Bruchmühlbach-Miesau – Nicole Johänntgen liebt und lebt für den Jazz. Daran hatten die gut 100 Konzertbesucherinnen und ‐besucher am 17.05.2026 in der Miesauer Kirche von der ersten bis zur letzten Minute keinen Zweifel. Ihnen bot sich ein ganz besonderes Hörerlebnis.

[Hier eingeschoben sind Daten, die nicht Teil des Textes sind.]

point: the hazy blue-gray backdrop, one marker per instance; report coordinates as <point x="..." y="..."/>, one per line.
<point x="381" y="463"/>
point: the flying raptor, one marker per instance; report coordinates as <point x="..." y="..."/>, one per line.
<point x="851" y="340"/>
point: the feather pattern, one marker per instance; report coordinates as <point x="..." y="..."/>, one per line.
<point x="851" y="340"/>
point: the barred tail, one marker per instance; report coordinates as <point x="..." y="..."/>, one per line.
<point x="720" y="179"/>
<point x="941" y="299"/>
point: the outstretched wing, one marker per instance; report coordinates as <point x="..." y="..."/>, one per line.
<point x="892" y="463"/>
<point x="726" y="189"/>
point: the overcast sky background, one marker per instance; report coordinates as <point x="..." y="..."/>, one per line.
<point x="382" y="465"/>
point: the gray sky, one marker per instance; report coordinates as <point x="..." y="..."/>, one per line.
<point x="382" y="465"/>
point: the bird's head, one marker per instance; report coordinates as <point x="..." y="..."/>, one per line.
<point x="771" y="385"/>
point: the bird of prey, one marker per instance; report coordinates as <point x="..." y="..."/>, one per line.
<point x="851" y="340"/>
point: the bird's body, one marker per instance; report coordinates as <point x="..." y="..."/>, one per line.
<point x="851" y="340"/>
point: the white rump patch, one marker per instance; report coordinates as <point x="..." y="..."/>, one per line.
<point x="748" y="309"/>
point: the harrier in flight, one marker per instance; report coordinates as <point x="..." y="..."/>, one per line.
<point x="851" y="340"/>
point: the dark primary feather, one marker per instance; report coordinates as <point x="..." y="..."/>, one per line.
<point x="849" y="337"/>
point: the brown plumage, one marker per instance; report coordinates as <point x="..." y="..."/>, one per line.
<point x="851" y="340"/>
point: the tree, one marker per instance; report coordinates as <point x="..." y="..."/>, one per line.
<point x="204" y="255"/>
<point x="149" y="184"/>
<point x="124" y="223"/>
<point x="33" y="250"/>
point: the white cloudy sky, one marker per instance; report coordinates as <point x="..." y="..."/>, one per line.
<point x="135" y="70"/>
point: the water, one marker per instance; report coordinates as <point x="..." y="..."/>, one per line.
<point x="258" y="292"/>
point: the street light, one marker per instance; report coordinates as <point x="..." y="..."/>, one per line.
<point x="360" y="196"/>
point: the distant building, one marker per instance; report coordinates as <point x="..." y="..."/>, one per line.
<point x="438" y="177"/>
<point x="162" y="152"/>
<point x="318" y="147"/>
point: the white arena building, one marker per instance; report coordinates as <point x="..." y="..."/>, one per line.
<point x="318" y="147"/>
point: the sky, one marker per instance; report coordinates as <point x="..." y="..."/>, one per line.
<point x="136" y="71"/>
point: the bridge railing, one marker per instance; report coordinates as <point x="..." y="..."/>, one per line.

Auf Initiative des Orgelbauvereins Miesau e.V. und in Zusammenarbeit mit der Kulturreihe „Musik im Kreis“ beendete Nicole Johänntgen mit ihrer Band Henry ihre Europatournee, die sie unter anderem bereits nach Norwegen und Südfrankreich geführt hatte, am vergangenen Sonntag in Miesau.
Die Combo aus Nicole Johänntgen (Altsaxophon), Marc Roos (Posaune), Victor Hege (Sousaphon) und Pius Baschnagel (Schlagzeug) ist nicht nur außergewöhnlich besetzt, sie spielt auch außergewöhnlich virtuos. Gleich im ersten Stück des Programms, wie auch der Bandname: Henry, konnten alle vier ihr Können im Zusammenspiel wie auch als frei improvisierende Solisten unter Beweis stellen. Nicole Johänntgen, im saarländischen Fischbach-Camphausen geboren, führte mit Charme durch das Programm und gab dabei interessante Einblicke zu den Geschichten hinter ihren Kompositionen. Bei „Fahrtwind“ etwa hatte man nachgerade den Eindruck, in einem Oldtimer-Cabrio durch die Straßen des sonnigen New Orleans zu brausen. Eine Hommage an ihre Wahlheimat, die Schweiz, gab es mit „Canyon wind“ – inspiriert durch die Grindelwald-Gletscherschlucht. Sehr persönlich war der „Song for Nenel“, eine Komposition, die Nicole Johänntgen ihrem Sohn gewidmet hat und bei dem sie das Saxophon absetzte und sang. Aber auch in anderen Stücken erklangen Stimmen, und wenn man ganz genau hinhörte, konnte man bei „Labyrinth“ zwischen Jazz-Vokalisen auch „Bruchmühlbach-Miesau“ erkennen.

Nicole Johänntgen ist seit 2023 Trägerin des Lichtenburgpreises des Musikantenlandes (als erste Frau). Sie sieht darin eine enge Verbindung zwischen der Tradition der Wandermusikanten und der Jazz-Improvisation; bei beiden sind Weg und Ziel nicht von vornherein bekannt und beide sind vom Austausch mit anderen Kulturen inspiriert.
In ihren Schlussworten äußerte Nicole Johänntgen den Wunsch, dass an diesem Vorabend alle, Zuhörer wie Ausführende, im Jazz vereint sein mögen. Für das gut anderthalbstündige Konzert bedankte sich das Publikum begeistert mit lautem Applause bei der Frontfrau und „Henry“.
Quelle Roland Bischoff / Orgelbauverein Miesau e.V.